8000 junge Menschen aus dem damals noch viel größeren Bistum Osnabrück trafen sich in der Hansestadt, um an die „Lübecker Märtyrer“ zu erinnern. Ein gebürtiger Meppener sucht jetzt nach Zeitzeugen und Erinnerungsstücken.

Wenn Jochen Proske im Archiv der Lübecker Propsteigemeinde Herz Jesu stöbert und die entsprechenden Unterlagen zur Hand nimmt, beschäftigt er sich zurzeit oft mit einem Ereignis, das er gar nicht selbst miterlebt hat – dessen Geschichte er aber lebendig halten möchte. 1955 trafen sich rund 8000 junge Menschen aus dem Bistum Osnabrück in Lübeck. Zu Pfingsten kamen sie in eine mehrheitlich protestantisch geprägte Stadt, um an vier Männer zu erinnern, die zwölf Jahre zuvor von den Nationalsozialisten hingerichtet worden waren: die vier Lübecker Märtyrer. 
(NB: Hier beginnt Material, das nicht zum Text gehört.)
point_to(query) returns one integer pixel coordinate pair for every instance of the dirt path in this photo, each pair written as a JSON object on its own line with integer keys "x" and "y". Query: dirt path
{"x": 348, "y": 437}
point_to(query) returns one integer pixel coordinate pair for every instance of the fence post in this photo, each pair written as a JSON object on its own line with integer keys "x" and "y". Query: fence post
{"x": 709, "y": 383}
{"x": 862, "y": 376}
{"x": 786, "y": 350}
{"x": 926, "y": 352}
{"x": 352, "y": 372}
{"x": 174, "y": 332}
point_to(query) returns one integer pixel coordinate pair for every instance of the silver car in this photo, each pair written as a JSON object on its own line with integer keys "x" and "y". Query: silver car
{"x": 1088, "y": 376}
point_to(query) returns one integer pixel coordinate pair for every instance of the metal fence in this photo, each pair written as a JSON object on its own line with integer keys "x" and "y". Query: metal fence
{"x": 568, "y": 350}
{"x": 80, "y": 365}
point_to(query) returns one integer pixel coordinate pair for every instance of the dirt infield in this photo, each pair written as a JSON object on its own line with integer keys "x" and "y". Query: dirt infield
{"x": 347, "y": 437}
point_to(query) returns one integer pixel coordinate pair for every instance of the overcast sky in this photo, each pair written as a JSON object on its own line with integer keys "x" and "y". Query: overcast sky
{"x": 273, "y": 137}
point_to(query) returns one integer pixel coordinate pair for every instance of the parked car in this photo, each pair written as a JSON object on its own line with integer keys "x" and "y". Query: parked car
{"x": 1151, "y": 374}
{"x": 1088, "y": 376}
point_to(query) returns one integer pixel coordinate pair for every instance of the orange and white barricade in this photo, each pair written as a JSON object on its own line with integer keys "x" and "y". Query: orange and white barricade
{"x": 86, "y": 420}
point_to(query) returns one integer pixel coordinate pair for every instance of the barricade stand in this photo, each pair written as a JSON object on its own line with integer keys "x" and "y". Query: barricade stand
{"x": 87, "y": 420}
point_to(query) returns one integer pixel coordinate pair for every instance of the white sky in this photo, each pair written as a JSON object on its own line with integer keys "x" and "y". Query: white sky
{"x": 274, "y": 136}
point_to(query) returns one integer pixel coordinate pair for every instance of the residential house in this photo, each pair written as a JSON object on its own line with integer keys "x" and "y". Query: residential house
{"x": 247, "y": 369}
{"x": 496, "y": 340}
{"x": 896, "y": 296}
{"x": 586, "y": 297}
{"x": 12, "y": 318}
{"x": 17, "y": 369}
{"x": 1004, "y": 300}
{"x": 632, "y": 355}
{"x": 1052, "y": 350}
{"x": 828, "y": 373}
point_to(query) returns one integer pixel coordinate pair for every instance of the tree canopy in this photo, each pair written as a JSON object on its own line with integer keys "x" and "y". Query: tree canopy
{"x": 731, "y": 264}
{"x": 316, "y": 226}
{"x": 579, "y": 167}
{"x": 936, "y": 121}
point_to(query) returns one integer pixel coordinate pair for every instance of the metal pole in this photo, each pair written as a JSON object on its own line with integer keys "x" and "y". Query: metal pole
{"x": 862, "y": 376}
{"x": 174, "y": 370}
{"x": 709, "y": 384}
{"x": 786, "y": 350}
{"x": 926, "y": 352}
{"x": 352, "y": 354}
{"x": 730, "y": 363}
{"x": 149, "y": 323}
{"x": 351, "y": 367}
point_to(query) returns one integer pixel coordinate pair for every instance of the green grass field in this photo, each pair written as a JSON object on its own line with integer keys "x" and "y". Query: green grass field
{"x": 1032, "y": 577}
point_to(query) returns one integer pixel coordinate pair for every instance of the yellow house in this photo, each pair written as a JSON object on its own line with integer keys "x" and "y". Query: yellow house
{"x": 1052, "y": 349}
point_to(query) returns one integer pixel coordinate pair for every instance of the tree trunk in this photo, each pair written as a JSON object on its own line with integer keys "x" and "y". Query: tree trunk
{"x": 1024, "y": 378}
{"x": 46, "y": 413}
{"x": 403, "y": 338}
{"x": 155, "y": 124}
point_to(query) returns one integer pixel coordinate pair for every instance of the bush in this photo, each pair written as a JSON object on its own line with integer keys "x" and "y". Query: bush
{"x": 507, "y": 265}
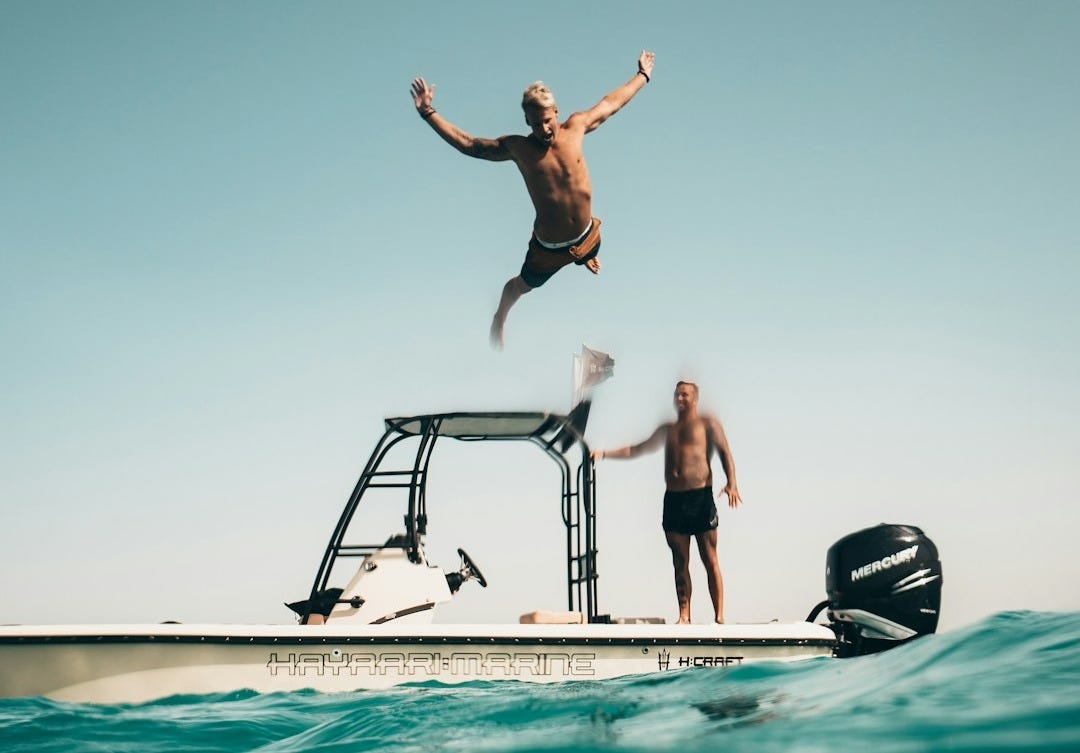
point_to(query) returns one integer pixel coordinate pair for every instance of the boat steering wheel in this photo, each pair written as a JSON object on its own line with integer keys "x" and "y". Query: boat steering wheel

Proske ist Geschäftsführer einer Stiftung des Erzbistums Hamburg, deren Aufgabe es ist, an die vier Geistlichen zu erinnern. Drei katholische Kapläne und ein evangelischer Pastor waren 1942 ins Visier der Machthaber geraten, weil sie offen gegen das System protestierten. Gemeinsam wurden sie verurteilt – Adolf Hitler hatte persönlich das Todesurteil befohlen – gemeinsam gingen sie in den Tod. Am 10. November ist das 80 Jahre her. Und für Jochen Proske ist das Pfingsttreffen von 1955 „ein Highlight in dieser über 80-jährigen Geschichte der Märtyrer“, sagt er. Warum?

Ausschnitt aus dem Kirchenboten von 1955
So berichtete der Kirchenbote 1955 über die Lübecker Märtyrer.
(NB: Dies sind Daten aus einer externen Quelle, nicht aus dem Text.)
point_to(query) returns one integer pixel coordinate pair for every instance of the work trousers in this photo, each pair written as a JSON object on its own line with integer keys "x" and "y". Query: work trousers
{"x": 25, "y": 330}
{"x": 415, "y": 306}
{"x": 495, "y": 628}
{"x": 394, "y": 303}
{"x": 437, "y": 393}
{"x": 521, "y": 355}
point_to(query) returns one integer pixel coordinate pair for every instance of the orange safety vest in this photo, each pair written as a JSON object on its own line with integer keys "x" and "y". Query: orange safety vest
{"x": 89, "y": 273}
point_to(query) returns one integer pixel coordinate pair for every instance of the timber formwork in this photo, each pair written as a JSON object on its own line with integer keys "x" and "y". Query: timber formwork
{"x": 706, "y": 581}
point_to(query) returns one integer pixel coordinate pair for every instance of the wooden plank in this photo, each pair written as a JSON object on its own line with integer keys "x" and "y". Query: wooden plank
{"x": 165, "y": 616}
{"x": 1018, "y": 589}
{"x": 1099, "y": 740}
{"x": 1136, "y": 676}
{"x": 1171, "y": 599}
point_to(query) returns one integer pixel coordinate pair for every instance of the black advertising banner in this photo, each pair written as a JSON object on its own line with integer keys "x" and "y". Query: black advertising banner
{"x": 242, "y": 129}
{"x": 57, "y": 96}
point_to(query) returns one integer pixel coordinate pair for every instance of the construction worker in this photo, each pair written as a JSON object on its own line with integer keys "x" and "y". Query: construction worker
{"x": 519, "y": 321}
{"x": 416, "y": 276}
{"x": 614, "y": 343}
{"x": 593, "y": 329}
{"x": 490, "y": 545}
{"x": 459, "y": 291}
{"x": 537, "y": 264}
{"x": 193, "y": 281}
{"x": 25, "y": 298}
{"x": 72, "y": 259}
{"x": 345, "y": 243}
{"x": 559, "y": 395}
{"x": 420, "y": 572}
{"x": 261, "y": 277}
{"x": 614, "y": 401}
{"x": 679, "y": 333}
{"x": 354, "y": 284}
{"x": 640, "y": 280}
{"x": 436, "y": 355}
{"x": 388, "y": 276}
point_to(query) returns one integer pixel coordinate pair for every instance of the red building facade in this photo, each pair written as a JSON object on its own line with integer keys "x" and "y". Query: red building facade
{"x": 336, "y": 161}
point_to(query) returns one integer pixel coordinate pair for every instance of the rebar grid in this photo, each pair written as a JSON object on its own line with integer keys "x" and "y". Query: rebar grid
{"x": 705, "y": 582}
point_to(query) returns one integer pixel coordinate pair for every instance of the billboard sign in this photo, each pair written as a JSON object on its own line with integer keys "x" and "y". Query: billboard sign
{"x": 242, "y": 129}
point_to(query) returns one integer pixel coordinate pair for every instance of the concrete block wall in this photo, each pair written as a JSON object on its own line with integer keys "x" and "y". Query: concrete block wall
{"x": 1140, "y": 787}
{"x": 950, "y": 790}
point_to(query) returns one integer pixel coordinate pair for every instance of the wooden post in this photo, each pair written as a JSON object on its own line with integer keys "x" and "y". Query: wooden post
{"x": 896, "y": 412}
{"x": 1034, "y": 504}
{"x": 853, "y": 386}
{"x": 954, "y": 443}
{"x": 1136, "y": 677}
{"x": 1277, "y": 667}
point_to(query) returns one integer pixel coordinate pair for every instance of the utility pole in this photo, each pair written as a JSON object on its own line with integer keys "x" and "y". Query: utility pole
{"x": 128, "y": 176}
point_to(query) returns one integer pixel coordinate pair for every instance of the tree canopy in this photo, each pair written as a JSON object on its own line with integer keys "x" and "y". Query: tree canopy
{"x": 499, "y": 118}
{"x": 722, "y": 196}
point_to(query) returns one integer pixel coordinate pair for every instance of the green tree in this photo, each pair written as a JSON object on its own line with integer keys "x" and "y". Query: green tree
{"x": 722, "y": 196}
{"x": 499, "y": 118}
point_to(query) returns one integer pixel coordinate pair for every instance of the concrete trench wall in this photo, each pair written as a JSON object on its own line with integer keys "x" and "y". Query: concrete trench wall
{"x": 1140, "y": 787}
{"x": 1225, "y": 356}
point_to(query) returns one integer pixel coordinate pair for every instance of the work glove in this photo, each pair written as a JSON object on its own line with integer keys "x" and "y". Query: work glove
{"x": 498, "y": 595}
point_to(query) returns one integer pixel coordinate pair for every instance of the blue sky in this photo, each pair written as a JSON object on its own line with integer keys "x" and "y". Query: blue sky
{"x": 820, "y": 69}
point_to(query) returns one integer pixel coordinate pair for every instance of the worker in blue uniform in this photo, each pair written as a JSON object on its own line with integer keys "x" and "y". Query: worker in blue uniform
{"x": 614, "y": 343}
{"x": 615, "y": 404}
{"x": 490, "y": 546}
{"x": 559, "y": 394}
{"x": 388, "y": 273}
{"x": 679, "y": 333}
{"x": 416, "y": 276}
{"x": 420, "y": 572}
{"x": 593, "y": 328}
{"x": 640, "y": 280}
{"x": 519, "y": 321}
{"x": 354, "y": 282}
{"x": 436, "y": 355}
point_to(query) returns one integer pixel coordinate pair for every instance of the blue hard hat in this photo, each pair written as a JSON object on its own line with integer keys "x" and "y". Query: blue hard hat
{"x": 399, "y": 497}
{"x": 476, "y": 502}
In den ersten Jahren nach der Ermordung der vier Männer erinnerte sich nur ein eher kleiner Kreis an die Taten, sagt Stiftungsleiter Proske. „Und dann kommen diese 8000 jungen Menschen und sorgen dafür, dass die Beschäftigung mit den Märtyrern erstmals diesen inneren Zirkel verlässt, dass es weitere Kreise zieht.“ Sicher, der Bischof in Osnabrück habe darum gewusst, auch andere Geistliche aus der Bistumsleitung, vergessen waren die Märtyrer nicht. Aber jetzt beschäftigten sich zum ersten Mal Menschen damit, die nicht in einer Leitungsfunktion waren – oder persönlich betroffen, wie einige Mitglieder der Lübecker Pfarrei, die vorübergehend in Haft gewesen waren. 
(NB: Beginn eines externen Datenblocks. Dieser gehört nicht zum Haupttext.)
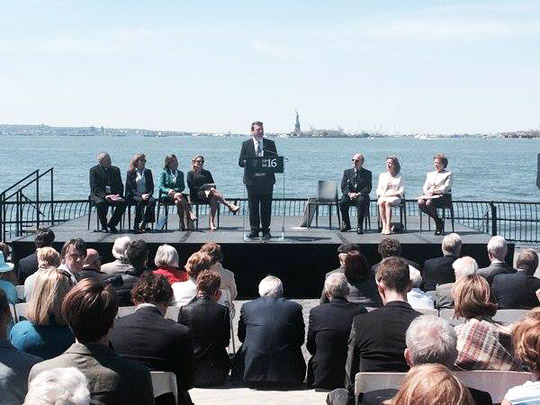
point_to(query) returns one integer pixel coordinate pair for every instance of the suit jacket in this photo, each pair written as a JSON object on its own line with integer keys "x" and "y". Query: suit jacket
{"x": 131, "y": 184}
{"x": 350, "y": 183}
{"x": 493, "y": 269}
{"x": 377, "y": 340}
{"x": 328, "y": 334}
{"x": 27, "y": 266}
{"x": 272, "y": 332}
{"x": 98, "y": 181}
{"x": 247, "y": 151}
{"x": 112, "y": 380}
{"x": 438, "y": 271}
{"x": 516, "y": 291}
{"x": 161, "y": 344}
{"x": 209, "y": 324}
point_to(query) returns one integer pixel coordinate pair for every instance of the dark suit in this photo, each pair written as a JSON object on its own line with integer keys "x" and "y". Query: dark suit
{"x": 328, "y": 334}
{"x": 493, "y": 269}
{"x": 133, "y": 196}
{"x": 377, "y": 340}
{"x": 161, "y": 344}
{"x": 209, "y": 325}
{"x": 259, "y": 186}
{"x": 355, "y": 182}
{"x": 26, "y": 267}
{"x": 438, "y": 271}
{"x": 272, "y": 332}
{"x": 516, "y": 291}
{"x": 100, "y": 178}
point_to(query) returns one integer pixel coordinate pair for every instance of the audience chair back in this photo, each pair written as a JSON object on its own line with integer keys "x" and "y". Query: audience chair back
{"x": 164, "y": 382}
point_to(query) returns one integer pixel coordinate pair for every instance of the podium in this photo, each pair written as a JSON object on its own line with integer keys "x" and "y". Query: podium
{"x": 257, "y": 166}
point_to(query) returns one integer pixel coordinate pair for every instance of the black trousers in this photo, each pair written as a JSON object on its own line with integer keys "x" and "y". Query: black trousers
{"x": 260, "y": 208}
{"x": 362, "y": 205}
{"x": 102, "y": 206}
Jochen Proske macht sich gerade auf die Suche nach Zeitzeugen des Treffens, das knapp 70 Jahre zurückliegt. Er möchte aus erster Hand Geschichten hören, die damals passiert sind. Manches weiß er aus dem Archiv. Zum Beispiel, dass es eine ungeheure logistische Leistung war, in der längst noch nicht wieder komplett aufgebauten Stadt so viele Unterkünfte zu finden. In den Tagen zuvor wurde Stroh verteilt, auf dem die Besucherinnen und Besucher in ihren Quartieren schlafen konnten, nach dem Treffen wurde es wieder abgeholt. Pros­ke erzählt von der „enormen Herausforderung, schließlich gab es keinen großen Apparat im Hintergrund. Alles lief über das Pfarrbüro und über Ehrenamtliche, die sich kümmerten.“ 

„Insgesamt war das eine große Sache für Lübeck“

Außerdem entdeckte Pros­ke eher versteckte Hinweise darauf, dass nicht nur aus dem Osnabrücker Land oder dem Emsland Leute kamen, sondern sogar aus Mecklenburg-Vorpommern. Aber das durfte nicht an die große Glocke gehängt werden. „Insgesamt war das eine große Sache für Lübeck“, sagt er und denkt dabei auch an den Pfingstgottesdienst unter freiem Himmel auf dem Rathausplatz. „Das alles zeugt von einem gewissen Selbstbewusstsein der Gemeinde, letztlich auch von der Verbundenheit des protestantischen Nordens mit dem katholischen Stammland im südlichen Teil des Bistums.“

Der aus Meppen stammende Jochen Proske, der in Hamburg lange für den Bund der Deutschen Katholischen Jugend gearbeitet hat, würde sich freuen, wenn er neben authentischen Erzählungen auch anderes Material bekommen würde. „Fotos von damals, das wäre hervorragend“, sagt er. Hilfestellung gibt da auch die Lektüre des Kirchenboten. In der Ausgabe vom Vorsonntag des Pfingstfestes kündigt die Redaktion an, dass eine Woche später in Lübeck die Krypta der Propsteikirche eingeweiht werden sollte, um an die drei Kapläne – vom evangelischen Pastor Stellbrink war noch keine Rede – zu erinnern. 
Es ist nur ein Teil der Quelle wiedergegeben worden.